Many in the party, particularly those Westminster MPs who gained from this, saw their election and numbers as a statement of the party’s strength and appeal, and didn’t want to look any further.
This was a serious mistake for it failed to understand that anti-Labour Scotland has always, even at the times of the party’s greatest strength, been a popular majority.
Then there has been the nature and style of how Labour governed Scotland when it was at its peak. It grew arrogant, insular and self-interested, and at the same time, completely uncomprehending of how those outside its tent saw it. This was the politics of a tribe.

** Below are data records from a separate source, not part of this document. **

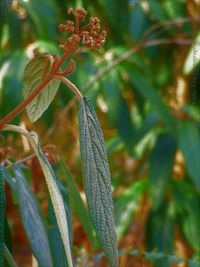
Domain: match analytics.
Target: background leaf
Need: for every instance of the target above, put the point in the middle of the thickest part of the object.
(2, 215)
(160, 167)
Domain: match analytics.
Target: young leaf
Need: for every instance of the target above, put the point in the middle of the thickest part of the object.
(36, 70)
(55, 195)
(32, 221)
(2, 215)
(97, 180)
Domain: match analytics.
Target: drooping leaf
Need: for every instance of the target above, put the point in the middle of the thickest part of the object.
(32, 221)
(56, 197)
(2, 215)
(126, 205)
(56, 244)
(77, 201)
(35, 72)
(160, 169)
(97, 180)
(189, 143)
(9, 258)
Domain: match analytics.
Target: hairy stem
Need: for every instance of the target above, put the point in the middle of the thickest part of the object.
(36, 92)
(70, 85)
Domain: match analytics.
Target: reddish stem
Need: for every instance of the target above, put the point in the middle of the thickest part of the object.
(37, 90)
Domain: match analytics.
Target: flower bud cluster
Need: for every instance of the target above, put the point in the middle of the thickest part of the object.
(90, 34)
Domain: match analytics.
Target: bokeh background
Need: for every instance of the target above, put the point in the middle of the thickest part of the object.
(145, 86)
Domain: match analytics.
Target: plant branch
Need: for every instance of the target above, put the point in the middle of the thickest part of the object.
(36, 92)
(70, 85)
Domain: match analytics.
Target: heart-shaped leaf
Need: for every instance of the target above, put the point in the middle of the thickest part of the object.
(35, 72)
(97, 180)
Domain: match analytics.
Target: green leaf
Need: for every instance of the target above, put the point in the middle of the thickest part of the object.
(97, 180)
(2, 214)
(149, 93)
(82, 213)
(56, 197)
(160, 233)
(32, 221)
(186, 204)
(9, 258)
(5, 6)
(11, 81)
(56, 244)
(189, 143)
(35, 72)
(160, 169)
(126, 205)
(118, 111)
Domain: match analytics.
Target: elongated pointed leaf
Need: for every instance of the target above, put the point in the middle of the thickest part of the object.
(36, 70)
(56, 244)
(32, 221)
(56, 197)
(160, 169)
(131, 199)
(148, 92)
(97, 180)
(9, 258)
(2, 215)
(79, 206)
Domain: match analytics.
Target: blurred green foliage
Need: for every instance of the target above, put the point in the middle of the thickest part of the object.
(148, 105)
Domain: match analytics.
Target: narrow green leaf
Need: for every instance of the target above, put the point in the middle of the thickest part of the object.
(36, 70)
(56, 197)
(9, 258)
(56, 244)
(148, 92)
(186, 206)
(118, 111)
(32, 221)
(79, 206)
(160, 233)
(189, 143)
(97, 180)
(2, 215)
(160, 169)
(5, 6)
(130, 199)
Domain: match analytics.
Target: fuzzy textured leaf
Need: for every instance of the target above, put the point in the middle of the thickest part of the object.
(97, 180)
(36, 70)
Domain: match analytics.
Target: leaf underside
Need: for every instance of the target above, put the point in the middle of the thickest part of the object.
(35, 72)
(97, 180)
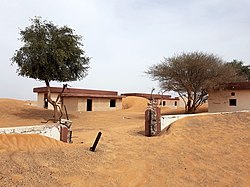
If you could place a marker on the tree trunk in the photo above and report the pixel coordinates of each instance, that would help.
(53, 103)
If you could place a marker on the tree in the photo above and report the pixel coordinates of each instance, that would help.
(192, 75)
(51, 53)
(241, 69)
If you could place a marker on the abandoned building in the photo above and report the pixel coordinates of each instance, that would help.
(80, 99)
(230, 97)
(162, 100)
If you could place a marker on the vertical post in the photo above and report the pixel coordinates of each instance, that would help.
(96, 142)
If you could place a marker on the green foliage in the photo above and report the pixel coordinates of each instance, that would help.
(192, 75)
(50, 53)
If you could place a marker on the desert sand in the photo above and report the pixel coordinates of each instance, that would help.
(212, 150)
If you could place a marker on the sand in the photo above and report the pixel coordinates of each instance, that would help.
(208, 150)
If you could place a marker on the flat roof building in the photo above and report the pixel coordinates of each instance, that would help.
(76, 99)
(230, 97)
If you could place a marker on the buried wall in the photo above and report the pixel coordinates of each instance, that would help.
(49, 130)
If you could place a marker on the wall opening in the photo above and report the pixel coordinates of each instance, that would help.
(45, 101)
(112, 103)
(89, 104)
(232, 102)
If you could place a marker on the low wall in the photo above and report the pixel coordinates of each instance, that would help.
(49, 130)
(167, 120)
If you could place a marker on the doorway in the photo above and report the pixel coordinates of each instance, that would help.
(89, 104)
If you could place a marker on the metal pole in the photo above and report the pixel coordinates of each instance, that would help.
(96, 142)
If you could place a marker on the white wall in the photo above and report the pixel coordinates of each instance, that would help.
(218, 101)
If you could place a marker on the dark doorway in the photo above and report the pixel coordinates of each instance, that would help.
(112, 103)
(45, 101)
(89, 104)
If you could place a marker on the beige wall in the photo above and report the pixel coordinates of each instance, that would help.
(80, 103)
(170, 103)
(219, 101)
(98, 104)
(40, 100)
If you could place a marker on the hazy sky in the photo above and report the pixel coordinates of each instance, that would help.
(125, 37)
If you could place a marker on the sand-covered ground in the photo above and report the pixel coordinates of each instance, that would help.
(211, 150)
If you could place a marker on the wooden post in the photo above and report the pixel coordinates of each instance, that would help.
(96, 142)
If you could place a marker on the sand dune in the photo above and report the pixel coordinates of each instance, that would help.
(197, 151)
(27, 142)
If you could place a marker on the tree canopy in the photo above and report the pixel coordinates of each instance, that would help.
(192, 75)
(51, 53)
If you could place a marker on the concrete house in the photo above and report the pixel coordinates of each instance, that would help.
(80, 99)
(162, 100)
(231, 97)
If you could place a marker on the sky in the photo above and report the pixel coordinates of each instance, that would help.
(125, 37)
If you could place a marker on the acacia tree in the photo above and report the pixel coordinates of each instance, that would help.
(192, 75)
(51, 53)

A paradox at the height of Scottish Labour is that it was never itself a mass party of hundreds of thousands of Scots. It was always a small party, which exercised its power through a labyrinth of networks in trade unions and local government, along with the provision of council housing. All of this gave the party an effective patronage which reached far into the lives of millions of Scots.
This old Labour world has long crumbled; its cracks and faultlines began to appear as far back as the mid-1970s and by the early 1980s were increasingly visible to many outside the party. One of the key factors in this was rising popular expectations, and the demand for more choice and control, rather than the traditional idea that your local authority or councilor knew best.

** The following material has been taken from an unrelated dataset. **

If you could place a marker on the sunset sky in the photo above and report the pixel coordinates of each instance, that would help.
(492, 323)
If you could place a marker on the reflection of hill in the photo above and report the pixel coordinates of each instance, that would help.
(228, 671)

The Scottish Parliament ultimately provided the final death knell of this old Labour way of doing things. Labour – who legislated for a Parliament – saw it as not a vehicle to do positive things. This much is obvious from the eight years of Labour-Lib Dem administration under Donald Dewar, Henry McLeish and Jack McConnell. All the headline policies of that era: free care for the elderly, abolition of tuition fees, electoral reform for local government and the smoking ban, came about either directly from Lib Dem pressure or other forces outside Labour.
What Labour did see the Parliament as was a bulwark against the Tories and SNP. When this politics of opposition and negativity did not prove to be enough, the people turned to those who had a mission and purpose for the Parliament: the Nationalists.
What has Scottish Labour got left? It cannot return to the old ways of running things. It has to change and do so quickly.
What is it offering at the moment is proof of the crisis it is in. Jim Murphy keeps announcing that ‘he is boss’ and Scottish Labour is ‘under new management’. But the public have grown sceptical of politicians who say they are the change and invite people to not worry about the past (Ruth Davidson mines a similar Blairite modernisation message of ‘the person is the change’ to similar little effect).
Murphy is a skilled politician but the problems of previous generations are coming home to roost. On a recent ‘BBC Newsnight’ two Glasgow residents were asked what they thought of Murphy. One of them replied with words to the effect that ‘it is no longer good enough to talk one language – socialism in Scotland – and the opposite at Westminster’.
That encapsulates the time-honoured Labour tradition since the 1920s, and nearly a century later it has finally caught up with the party and been duly noted by many of the Scottish public and become a problem.
There is still a good chance that the polls will narrow here, or that the SNP will win many more votes, but not quite convert them into seats.
But the long-term prognosis for Scottish Labour is not good. This is a crisis of its very existence. It has to learn to fight, listen, reach out, and champion positive change. In short, it has to learn, when its back is against the wall, about how it can be a very different kind of Labour Party. Time is fast running out.